If you mean graph coloring restricted to planar graphs, yes it can always be done with at most 4 colors. But it could still be less, so the answer is not always the same.

(I know it was probably not a very serious comment but I just wanted to infodump about graph theory.)
emih
·vor 7 Monaten·discuss
You can't just put words in the author's mouth.

It's also not true at all. For instance, teaching in primary school is a field that is dominated by women where I live, and I (and I agree with the points described in the article) think it would be great to have more male teachers, so that girls and boys can both have rolemodels when growing up. This would also actually help to solve one of the problems that is described in the article, that boys feel unmotivated in school and fall behind.
emih
·vor 10 Monaten·discuss
The Boost algorithm computes the vertex-biconnected components rather than the edge-biconnected components, which are two different but related concepts. Articulation points are also more related to vertex-biconnectedness than to edge-biconnectedness (articulation points are vertices that lie in multiple vertex-biconnected components, i.e., if you remove one you split up the graph into more components). From what I can see in the Boost docs, it doesn't have an implementation of edge-biconnected components.

You can write an algorithm to compute all of the articulation points & bridges & edge-biconnected components & vertex-biconnected components in a single DFS. Because of this you refer to all of them as just "Tarjan's algorithm" even if you just compute one of them (he is kind of the Euler of graph algorithms in that like half of graph algorithms is named after him). So, on a technical level, I guess my implementation is similar to the algorithm in Boost because they both use DFS and this `low` map, but they compute different things.

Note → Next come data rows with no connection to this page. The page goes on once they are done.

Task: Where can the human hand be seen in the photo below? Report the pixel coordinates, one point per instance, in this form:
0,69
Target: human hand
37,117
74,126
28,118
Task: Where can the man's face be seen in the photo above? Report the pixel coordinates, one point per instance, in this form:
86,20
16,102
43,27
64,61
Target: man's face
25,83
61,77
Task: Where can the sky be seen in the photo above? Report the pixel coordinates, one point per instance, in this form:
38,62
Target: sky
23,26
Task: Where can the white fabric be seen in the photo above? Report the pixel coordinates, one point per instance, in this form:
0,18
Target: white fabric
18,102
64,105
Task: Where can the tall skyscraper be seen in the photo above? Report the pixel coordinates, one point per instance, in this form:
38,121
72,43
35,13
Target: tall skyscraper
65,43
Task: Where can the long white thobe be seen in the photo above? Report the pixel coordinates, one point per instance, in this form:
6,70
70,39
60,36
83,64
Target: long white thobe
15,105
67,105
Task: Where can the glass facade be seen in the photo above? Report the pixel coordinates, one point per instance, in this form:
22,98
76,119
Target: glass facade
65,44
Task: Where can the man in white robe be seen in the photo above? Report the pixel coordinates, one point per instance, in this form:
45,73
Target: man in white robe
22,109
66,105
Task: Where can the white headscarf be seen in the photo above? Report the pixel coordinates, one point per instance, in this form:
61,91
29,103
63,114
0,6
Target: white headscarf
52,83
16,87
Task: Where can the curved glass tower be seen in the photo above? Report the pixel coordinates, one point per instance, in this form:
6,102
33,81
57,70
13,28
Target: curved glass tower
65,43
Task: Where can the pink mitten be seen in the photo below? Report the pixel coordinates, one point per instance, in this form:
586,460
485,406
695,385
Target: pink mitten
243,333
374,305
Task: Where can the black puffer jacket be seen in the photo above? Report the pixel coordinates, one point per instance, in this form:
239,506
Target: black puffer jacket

Finding the vertex-biconnected components next to the articulation points involves more work though (the implementation I used to have manages to also do it in the same pass but also maintains a stack of edges).
emih
·vor 10 Monaten·discuss
That one is intentional. Note: a tree edge (u, v) is a bridge if and only if low[v] is strictly greater than the entry time of u.

Here 4 is the entry time of that node. (For convenience I made sure that the node labels are just the DFS entry times.)

Though maybe comparing both low values might also work, I'd have to think about that...
emih
·vor 10 Monaten·discuss
Whoops, you got me. Fixed!

At some point I relabeled the vertices to match the DFS order, but I must have forgotten to update this example.
emih
·vor 10 Monaten·discuss
I used to get annoyed by these kinds of questions, but honestly I love talking about things I'm passionate about anyway and I want to get more people interested in the subject. So, I'm happy to answer questions like this and simultaneously sneak in some of my own personal experiences.
emih
·vor 10 Monaten·discuss
Basically you get a bunch of problems (ranging from "check if a number is prime" to complicated graph theoretical problems) and some time to figure them out and code a correct & efficient solution. Often there are computer science concepts and reasoning techniques you need to know about (like biconnected components) to figure out how to make an efficient enough implementation.

The contests I used to go to, you got 11-13 problems and 5 hours to solve them with a team of 3. However, you only have one PC to share, so a lot of the time you are discussing, drawing stuff on paper and figuring out the solution in your head. There is also a printing service during the contest where you can literally get a paper version of your code :) so somebody else can code while you debug on paper.